Using now arr[index] or *(arr + index) it can thus translate the memory location to the first element stored in the pointer to the correct memory offset of the array element which is called pointer arithmetic:

#include <stdio.h> // printf

void print_array(const char* name, const int integers[], int elements) {
    printf("%s (%d): ", name, elements);
    const char *separator = "";
    for(int j=0; j<elements; j++) {
      printf("%s%d", separator, integers[j]);
      separator = ",";
    }
    printf("\n");
 }

int main() {
    // Static array (fixed size)
    int staticArr[5] = {10, 20, 30, 40, 50}; // specify size + values
    staticArr[0] = 1;                        // change values
    int staticArrAuto[] = {10, 20, 30, 40};  // values determine size
    int staticArrZeros[5] = {1, 2};          // remaining values are 0

    print_array("staticArr", staticArr, 5);
    printf("0: %d, 2: %d\n", staticArr[0], staticArr[2]);
    print_array("staticArrAuto", staticArrAuto, 4);
    print_array("staticArrZeros", staticArrZeros, 5);

    // Pointer Arithmetic
    int *staticArrPtr = staticArr;    // use pointer to access/change values
    printf("[staticArrPtr] 0: %d, 2: %d\n", *staticArrPtr, *(staticArrPtr + 2));
    // This works because the compiler is automatically changing the memory
    // address by 2 * sizeOf(int)
    printf("staticArrPtr                 = %p [pointer]\n",
           (void *)staticArrPtr);
    printf("staticArrPtr + 1             = %p [pointer]\n",
           (void *)(staticArrPtr + 1));
    printf("staticArrPtr + 1             = %p [size_t]\n",
           (size_t)staticArrPtr + 1);
    printf("staticArrPtr + 1*sizeof(int) = %p [size_t]\n",
           (size_t)staticArrPtr + 1 * sizeof(int));
    // THATS WHY IT'S VERY IMPORTANT TO HAVE THE CORRECT POINTER DATA TYPE!
    long *staticArrPtrL = (long *)staticArr;
    printf("(long *) staticArrPtr + 1    = %p [long pointer]\n",
           (void *)(staticArrPtrL + 1));
}

staticArr (5): 1,20,30,40,50
0: 1, 2: 30
staticArrAuto (4): 10,20,30,40
staticArrZeros (5): 1,2,0,0,0
[staticArrPtr] 0: 1, 2: 30
staticArrPtr                 = 0x7ffe99b94580 [pointer]
staticArrPtr + 1             = 0x7ffe99b94584 [pointer]
staticArrPtr + 1             = 0x7ffe99b94581 [size_t]
staticArrPtr + 1*sizeof(int) = 0x7ffe99b94584 [size_t]
(long *) staticArrPtr + 1    = 0x7ffe99b94588 [long pointer]
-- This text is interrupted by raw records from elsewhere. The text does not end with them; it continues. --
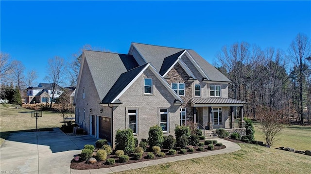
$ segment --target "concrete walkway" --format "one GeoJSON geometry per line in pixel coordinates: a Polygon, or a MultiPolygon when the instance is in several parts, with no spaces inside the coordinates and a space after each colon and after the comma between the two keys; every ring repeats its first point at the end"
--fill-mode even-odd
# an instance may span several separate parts
{"type": "Polygon", "coordinates": [[[67,136],[59,129],[45,132],[11,134],[0,148],[0,169],[2,174],[111,174],[211,155],[236,151],[237,144],[216,139],[226,147],[217,151],[196,153],[139,162],[108,168],[74,170],[71,160],[80,154],[84,144],[95,144],[97,140],[89,135],[67,136]]]}

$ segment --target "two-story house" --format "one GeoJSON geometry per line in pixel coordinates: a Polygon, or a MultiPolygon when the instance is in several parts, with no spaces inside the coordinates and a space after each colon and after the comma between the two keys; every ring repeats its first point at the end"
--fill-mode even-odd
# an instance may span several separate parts
{"type": "Polygon", "coordinates": [[[233,107],[242,113],[245,102],[228,98],[230,82],[193,50],[133,43],[128,54],[84,50],[76,122],[113,145],[119,129],[140,140],[155,125],[167,135],[187,123],[234,128],[233,107]]]}

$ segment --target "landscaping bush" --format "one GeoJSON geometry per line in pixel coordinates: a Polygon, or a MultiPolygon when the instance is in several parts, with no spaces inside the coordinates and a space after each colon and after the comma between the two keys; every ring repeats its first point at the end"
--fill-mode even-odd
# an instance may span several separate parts
{"type": "Polygon", "coordinates": [[[159,157],[163,157],[165,156],[165,153],[164,152],[160,152],[158,154],[157,154],[157,156],[159,157]]]}
{"type": "Polygon", "coordinates": [[[120,157],[123,155],[124,155],[124,151],[122,150],[118,150],[115,152],[115,155],[117,156],[117,157],[120,157]]]}
{"type": "Polygon", "coordinates": [[[119,161],[120,162],[126,162],[130,159],[130,157],[126,155],[123,155],[119,157],[119,161]]]}
{"type": "Polygon", "coordinates": [[[188,149],[188,152],[193,152],[194,151],[194,149],[193,148],[190,148],[189,149],[188,149]]]}
{"type": "Polygon", "coordinates": [[[141,147],[144,149],[144,151],[145,151],[147,148],[147,142],[139,142],[139,147],[141,147]]]}
{"type": "Polygon", "coordinates": [[[141,147],[136,147],[136,148],[135,148],[135,150],[134,150],[134,152],[135,153],[140,153],[141,154],[143,154],[144,151],[144,149],[141,147]]]}
{"type": "Polygon", "coordinates": [[[103,149],[100,149],[96,152],[96,159],[98,161],[106,160],[107,158],[107,152],[103,149]]]}
{"type": "Polygon", "coordinates": [[[213,143],[213,141],[211,140],[207,140],[204,141],[204,144],[208,145],[213,143]]]}
{"type": "Polygon", "coordinates": [[[91,150],[92,152],[94,151],[94,149],[95,149],[95,147],[92,144],[86,144],[84,145],[84,149],[89,149],[91,150]]]}
{"type": "Polygon", "coordinates": [[[214,150],[214,145],[213,144],[208,144],[208,147],[207,147],[208,149],[213,150],[214,150]]]}
{"type": "Polygon", "coordinates": [[[223,128],[217,129],[216,133],[218,135],[218,137],[220,138],[225,138],[229,136],[229,133],[223,128]]]}
{"type": "Polygon", "coordinates": [[[169,155],[174,155],[176,154],[176,150],[175,149],[170,149],[169,151],[169,155]]]}
{"type": "Polygon", "coordinates": [[[148,152],[147,154],[147,158],[148,159],[153,159],[155,158],[155,154],[151,152],[148,152]]]}
{"type": "Polygon", "coordinates": [[[109,155],[111,154],[112,153],[112,149],[111,148],[111,146],[108,144],[104,144],[102,147],[102,149],[104,150],[107,153],[107,155],[109,155]]]}
{"type": "Polygon", "coordinates": [[[176,139],[173,135],[163,136],[163,143],[162,147],[165,149],[171,149],[175,147],[176,139]]]}
{"type": "Polygon", "coordinates": [[[98,140],[95,142],[95,146],[98,149],[101,149],[105,144],[108,144],[108,142],[106,140],[98,140]]]}
{"type": "Polygon", "coordinates": [[[176,125],[175,128],[175,137],[177,147],[185,148],[188,144],[188,140],[190,136],[190,129],[189,127],[176,125]]]}
{"type": "Polygon", "coordinates": [[[134,154],[134,158],[135,160],[139,160],[141,159],[142,153],[140,152],[136,153],[134,154]]]}
{"type": "Polygon", "coordinates": [[[204,147],[198,147],[198,149],[196,149],[196,150],[197,150],[198,151],[203,151],[203,150],[204,150],[204,147]]]}
{"type": "Polygon", "coordinates": [[[190,145],[195,146],[198,144],[200,140],[199,140],[199,136],[196,134],[191,135],[189,137],[189,144],[190,145]]]}
{"type": "Polygon", "coordinates": [[[115,158],[108,158],[106,161],[107,162],[107,164],[108,165],[112,165],[116,163],[116,159],[115,158]]]}
{"type": "Polygon", "coordinates": [[[180,153],[184,154],[187,152],[187,150],[185,149],[180,149],[180,153]]]}
{"type": "Polygon", "coordinates": [[[83,149],[80,156],[82,159],[86,160],[93,156],[93,151],[88,149],[83,149]]]}
{"type": "Polygon", "coordinates": [[[163,142],[163,133],[161,127],[157,125],[149,128],[148,143],[150,147],[162,146],[163,142]]]}
{"type": "Polygon", "coordinates": [[[126,154],[132,153],[135,148],[133,130],[119,129],[116,134],[116,149],[123,150],[126,154]]]}
{"type": "Polygon", "coordinates": [[[220,146],[221,147],[223,146],[223,143],[222,142],[217,142],[216,143],[216,146],[220,146]]]}
{"type": "Polygon", "coordinates": [[[240,138],[241,135],[238,132],[232,133],[232,134],[230,135],[230,138],[233,140],[240,140],[240,138]]]}

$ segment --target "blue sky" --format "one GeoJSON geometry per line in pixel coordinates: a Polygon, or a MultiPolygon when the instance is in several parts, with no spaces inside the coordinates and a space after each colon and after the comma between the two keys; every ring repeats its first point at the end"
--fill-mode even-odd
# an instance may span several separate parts
{"type": "Polygon", "coordinates": [[[83,46],[126,54],[131,43],[192,49],[209,63],[225,45],[247,42],[286,50],[311,33],[311,1],[3,1],[0,49],[35,69],[70,61],[83,46]]]}

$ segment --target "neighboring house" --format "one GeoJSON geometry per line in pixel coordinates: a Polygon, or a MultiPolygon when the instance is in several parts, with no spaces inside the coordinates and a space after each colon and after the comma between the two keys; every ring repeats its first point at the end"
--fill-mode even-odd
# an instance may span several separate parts
{"type": "MultiPolygon", "coordinates": [[[[62,87],[57,85],[54,95],[54,101],[63,93],[62,87]]],[[[38,87],[30,87],[26,89],[26,103],[50,103],[52,98],[52,84],[40,83],[38,87]]],[[[54,101],[53,102],[54,102],[54,101]]]]}
{"type": "Polygon", "coordinates": [[[133,43],[128,54],[84,50],[74,104],[76,122],[114,144],[118,129],[139,140],[160,126],[174,135],[176,125],[202,129],[234,128],[228,98],[231,81],[193,50],[133,43]]]}

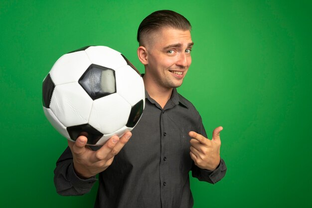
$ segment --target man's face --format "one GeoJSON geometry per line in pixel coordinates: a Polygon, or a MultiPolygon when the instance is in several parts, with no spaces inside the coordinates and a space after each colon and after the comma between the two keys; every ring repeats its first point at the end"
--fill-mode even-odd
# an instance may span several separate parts
{"type": "Polygon", "coordinates": [[[165,27],[154,32],[151,37],[146,45],[146,73],[160,87],[180,86],[192,62],[190,31],[165,27]]]}

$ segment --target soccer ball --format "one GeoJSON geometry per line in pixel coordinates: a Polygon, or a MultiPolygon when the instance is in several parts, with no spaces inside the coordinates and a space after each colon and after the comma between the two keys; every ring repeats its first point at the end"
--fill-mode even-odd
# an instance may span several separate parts
{"type": "Polygon", "coordinates": [[[46,117],[63,136],[102,145],[131,131],[141,118],[145,90],[140,72],[119,52],[87,46],[62,56],[42,83],[46,117]]]}

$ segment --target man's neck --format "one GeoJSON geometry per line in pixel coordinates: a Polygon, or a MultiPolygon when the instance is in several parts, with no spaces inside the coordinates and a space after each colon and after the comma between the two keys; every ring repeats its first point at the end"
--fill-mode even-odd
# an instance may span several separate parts
{"type": "Polygon", "coordinates": [[[171,97],[173,88],[161,87],[153,81],[148,81],[145,75],[143,77],[143,80],[145,89],[148,91],[150,96],[163,108],[171,97]]]}

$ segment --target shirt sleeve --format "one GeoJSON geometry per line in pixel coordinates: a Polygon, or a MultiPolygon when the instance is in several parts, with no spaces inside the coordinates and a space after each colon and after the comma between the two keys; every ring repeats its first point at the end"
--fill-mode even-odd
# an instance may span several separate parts
{"type": "Polygon", "coordinates": [[[224,177],[226,173],[226,169],[225,163],[222,159],[220,161],[219,166],[213,171],[199,168],[193,162],[192,176],[196,178],[199,181],[205,181],[214,184],[224,177]]]}
{"type": "Polygon", "coordinates": [[[89,192],[97,181],[95,176],[82,179],[77,176],[73,164],[73,156],[68,147],[56,162],[54,169],[54,185],[62,196],[79,196],[89,192]]]}
{"type": "MultiPolygon", "coordinates": [[[[202,124],[201,117],[199,113],[198,116],[198,128],[197,133],[207,138],[205,128],[202,124]]],[[[194,162],[193,162],[191,169],[192,176],[197,178],[199,181],[205,181],[214,184],[223,178],[224,176],[225,176],[226,170],[227,168],[225,163],[222,158],[217,168],[213,171],[209,171],[198,168],[195,165],[194,162]]]]}

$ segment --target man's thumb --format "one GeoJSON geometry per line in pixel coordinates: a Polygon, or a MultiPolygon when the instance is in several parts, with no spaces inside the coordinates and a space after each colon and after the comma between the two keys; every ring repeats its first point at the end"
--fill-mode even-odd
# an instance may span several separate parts
{"type": "Polygon", "coordinates": [[[83,148],[87,144],[88,138],[84,136],[80,136],[76,140],[75,145],[79,148],[83,148]]]}
{"type": "Polygon", "coordinates": [[[212,132],[212,140],[220,141],[220,132],[221,132],[222,129],[223,129],[223,127],[222,126],[219,126],[219,127],[217,127],[213,130],[212,132]]]}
Funnily enough this means that the following is true:

arr[index] == *(arr + index) == *(index + arr) == index[arr]

pointer[0] == *(pointer + 0) == *pointer

But C doesn’t know (always) or rather doesn’t check the bounds or the correct type of your array so be sure to not overshoot the actual memory of the array and make your program crash!